Published in Authorea Preprints, 2025

The integration of Artificial Intelligence (AI) in healthcare holds significant promise, yet remains constrained by data scarcity, privacy and ethical concerns, and the inherent complexity of medical tasks. This review explores the intersection of deep generative modeling and federated learning, two complementary paradigms that enable collaborative and privacy-preserving innovation. We survey recent trends in deep generative models applied to healthcare, with a particular focus on federated settings. The review is structured around model architectures, providing a taxonomy-driven analysis that emphasizes solutions tailored to the heterogeneity of healthcare data.
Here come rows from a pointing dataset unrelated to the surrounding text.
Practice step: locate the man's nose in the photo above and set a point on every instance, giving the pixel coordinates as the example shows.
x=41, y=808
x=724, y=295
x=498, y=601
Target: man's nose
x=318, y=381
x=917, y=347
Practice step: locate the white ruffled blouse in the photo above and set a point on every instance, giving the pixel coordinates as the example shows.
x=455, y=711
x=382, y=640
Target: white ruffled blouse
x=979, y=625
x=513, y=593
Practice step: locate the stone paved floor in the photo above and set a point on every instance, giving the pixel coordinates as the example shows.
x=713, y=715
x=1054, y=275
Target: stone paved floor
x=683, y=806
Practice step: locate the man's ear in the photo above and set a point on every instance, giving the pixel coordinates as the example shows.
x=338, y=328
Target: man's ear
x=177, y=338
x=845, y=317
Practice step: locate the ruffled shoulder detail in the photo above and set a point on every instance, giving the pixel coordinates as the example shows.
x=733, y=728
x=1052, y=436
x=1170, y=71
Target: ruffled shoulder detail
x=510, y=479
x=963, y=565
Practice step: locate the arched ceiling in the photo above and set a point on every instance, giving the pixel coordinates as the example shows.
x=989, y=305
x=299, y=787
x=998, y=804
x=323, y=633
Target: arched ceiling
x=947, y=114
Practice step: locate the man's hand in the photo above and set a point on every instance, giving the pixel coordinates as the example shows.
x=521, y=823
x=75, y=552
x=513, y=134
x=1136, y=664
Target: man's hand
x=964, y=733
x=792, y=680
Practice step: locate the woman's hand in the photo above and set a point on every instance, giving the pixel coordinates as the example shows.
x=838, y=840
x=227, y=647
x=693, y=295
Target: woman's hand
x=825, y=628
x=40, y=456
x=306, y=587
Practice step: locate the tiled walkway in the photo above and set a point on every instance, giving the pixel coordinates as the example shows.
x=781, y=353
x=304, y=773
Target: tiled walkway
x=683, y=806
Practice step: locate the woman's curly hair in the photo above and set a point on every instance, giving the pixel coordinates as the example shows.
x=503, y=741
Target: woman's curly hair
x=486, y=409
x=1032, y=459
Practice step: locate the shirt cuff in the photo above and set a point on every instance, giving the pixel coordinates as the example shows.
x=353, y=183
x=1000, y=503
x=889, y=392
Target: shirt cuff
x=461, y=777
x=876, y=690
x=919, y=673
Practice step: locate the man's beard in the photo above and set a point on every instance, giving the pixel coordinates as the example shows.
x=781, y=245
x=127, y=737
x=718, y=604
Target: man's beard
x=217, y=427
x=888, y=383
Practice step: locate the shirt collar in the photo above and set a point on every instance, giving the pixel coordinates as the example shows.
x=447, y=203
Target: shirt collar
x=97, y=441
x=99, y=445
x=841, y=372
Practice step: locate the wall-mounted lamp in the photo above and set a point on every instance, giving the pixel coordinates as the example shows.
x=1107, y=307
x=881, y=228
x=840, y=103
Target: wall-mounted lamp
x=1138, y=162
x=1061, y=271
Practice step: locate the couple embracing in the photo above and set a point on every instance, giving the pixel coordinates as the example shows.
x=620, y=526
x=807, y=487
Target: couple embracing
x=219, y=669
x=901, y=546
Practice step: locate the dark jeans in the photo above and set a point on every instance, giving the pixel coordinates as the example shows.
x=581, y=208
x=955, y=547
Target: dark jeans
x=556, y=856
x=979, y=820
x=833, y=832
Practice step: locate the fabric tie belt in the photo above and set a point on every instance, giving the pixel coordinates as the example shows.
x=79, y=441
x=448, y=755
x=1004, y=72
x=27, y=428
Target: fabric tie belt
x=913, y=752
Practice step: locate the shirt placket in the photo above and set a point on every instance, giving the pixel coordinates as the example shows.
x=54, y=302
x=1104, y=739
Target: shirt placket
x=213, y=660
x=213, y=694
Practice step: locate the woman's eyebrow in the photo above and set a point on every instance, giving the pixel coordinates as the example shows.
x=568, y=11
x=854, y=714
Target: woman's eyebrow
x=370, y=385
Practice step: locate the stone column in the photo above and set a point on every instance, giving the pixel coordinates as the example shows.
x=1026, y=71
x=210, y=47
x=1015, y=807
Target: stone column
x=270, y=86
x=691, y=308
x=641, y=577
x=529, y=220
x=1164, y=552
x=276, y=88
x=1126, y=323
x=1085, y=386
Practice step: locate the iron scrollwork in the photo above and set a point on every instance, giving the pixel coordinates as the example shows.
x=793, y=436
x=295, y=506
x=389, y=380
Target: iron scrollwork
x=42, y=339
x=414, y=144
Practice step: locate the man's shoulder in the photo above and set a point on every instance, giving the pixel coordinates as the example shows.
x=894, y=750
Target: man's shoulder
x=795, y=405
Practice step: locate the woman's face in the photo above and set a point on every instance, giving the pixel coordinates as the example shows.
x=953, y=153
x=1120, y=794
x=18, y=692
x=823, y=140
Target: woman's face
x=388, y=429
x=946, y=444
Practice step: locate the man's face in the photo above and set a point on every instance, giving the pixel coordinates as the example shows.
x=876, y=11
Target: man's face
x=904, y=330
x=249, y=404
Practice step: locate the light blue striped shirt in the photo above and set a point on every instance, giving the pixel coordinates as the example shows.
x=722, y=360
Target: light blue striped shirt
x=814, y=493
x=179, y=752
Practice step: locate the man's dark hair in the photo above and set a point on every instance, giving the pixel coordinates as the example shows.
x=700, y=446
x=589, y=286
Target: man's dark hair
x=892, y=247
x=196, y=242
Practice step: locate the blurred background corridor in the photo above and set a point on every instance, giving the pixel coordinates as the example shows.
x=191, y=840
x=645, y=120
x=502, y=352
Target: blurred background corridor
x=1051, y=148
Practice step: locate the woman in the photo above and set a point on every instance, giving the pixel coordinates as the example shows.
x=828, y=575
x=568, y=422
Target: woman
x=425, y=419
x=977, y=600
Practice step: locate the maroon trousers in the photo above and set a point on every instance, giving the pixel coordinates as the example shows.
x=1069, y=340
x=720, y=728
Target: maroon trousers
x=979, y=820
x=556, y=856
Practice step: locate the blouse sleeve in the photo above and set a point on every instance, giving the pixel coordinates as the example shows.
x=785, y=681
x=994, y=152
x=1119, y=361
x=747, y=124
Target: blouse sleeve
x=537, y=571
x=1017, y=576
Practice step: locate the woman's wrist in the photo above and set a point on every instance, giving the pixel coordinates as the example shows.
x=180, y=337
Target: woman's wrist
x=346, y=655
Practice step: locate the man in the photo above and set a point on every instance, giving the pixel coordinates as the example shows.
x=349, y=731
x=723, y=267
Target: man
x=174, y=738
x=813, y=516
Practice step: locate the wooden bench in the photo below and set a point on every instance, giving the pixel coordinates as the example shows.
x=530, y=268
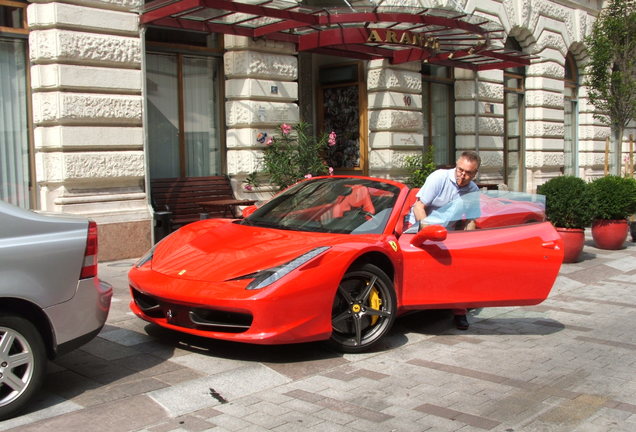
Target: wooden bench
x=188, y=199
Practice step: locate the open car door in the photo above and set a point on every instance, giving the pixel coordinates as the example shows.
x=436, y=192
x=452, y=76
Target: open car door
x=513, y=260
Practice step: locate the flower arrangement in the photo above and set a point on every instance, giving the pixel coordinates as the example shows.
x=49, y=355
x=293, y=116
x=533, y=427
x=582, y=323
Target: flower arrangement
x=251, y=181
x=296, y=154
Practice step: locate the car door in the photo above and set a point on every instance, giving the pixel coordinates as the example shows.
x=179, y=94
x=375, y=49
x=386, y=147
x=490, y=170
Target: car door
x=504, y=266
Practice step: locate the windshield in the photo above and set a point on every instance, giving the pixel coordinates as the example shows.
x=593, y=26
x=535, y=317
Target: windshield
x=331, y=205
x=489, y=209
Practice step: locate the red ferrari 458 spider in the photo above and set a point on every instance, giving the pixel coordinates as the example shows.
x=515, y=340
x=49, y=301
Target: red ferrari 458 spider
x=333, y=258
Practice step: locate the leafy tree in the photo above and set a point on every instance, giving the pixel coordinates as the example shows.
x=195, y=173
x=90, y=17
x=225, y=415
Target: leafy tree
x=611, y=73
x=296, y=154
x=419, y=167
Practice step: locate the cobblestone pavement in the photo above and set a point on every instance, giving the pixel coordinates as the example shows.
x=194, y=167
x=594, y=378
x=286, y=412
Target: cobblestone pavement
x=568, y=364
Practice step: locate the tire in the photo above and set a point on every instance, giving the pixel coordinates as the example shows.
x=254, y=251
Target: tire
x=22, y=363
x=363, y=310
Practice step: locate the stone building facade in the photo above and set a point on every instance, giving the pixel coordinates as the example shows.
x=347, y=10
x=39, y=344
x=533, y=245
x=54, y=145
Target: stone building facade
x=89, y=118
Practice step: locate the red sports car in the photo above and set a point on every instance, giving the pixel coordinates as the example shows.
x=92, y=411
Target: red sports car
x=333, y=258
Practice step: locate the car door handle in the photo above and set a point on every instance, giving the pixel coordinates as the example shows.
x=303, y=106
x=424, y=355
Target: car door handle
x=550, y=245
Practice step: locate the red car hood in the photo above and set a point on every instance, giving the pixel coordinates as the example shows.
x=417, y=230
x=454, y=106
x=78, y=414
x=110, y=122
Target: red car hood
x=218, y=250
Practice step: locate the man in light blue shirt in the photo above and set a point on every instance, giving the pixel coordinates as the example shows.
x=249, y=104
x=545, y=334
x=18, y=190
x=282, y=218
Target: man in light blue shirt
x=442, y=187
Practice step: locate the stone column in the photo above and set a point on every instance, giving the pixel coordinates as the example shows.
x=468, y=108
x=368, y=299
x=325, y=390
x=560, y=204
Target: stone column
x=479, y=123
x=544, y=121
x=395, y=116
x=87, y=118
x=261, y=92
Although this review initially intended to cover multimodal applications, the current literature is largely limited to single-modality models. Among deep generative approaches, Generative Adversarial Networks dominate the field, particularly in domains such as medical image synthesis and data augmentation. In contrast, alternative architectures, including variational autoencoders, diffusion models, and autoregressive models, remain barely explored in federated healthcare scenarios. Notably, the number of related publications has increased substantially in recent years, rising from 1 in 2020 to 16 in 2024, reflecting the growing interest and momentum in this area. This paper highlights key challenges, open research questions, and future directions for the development of trustworthy, distributed generative AI in healthcare.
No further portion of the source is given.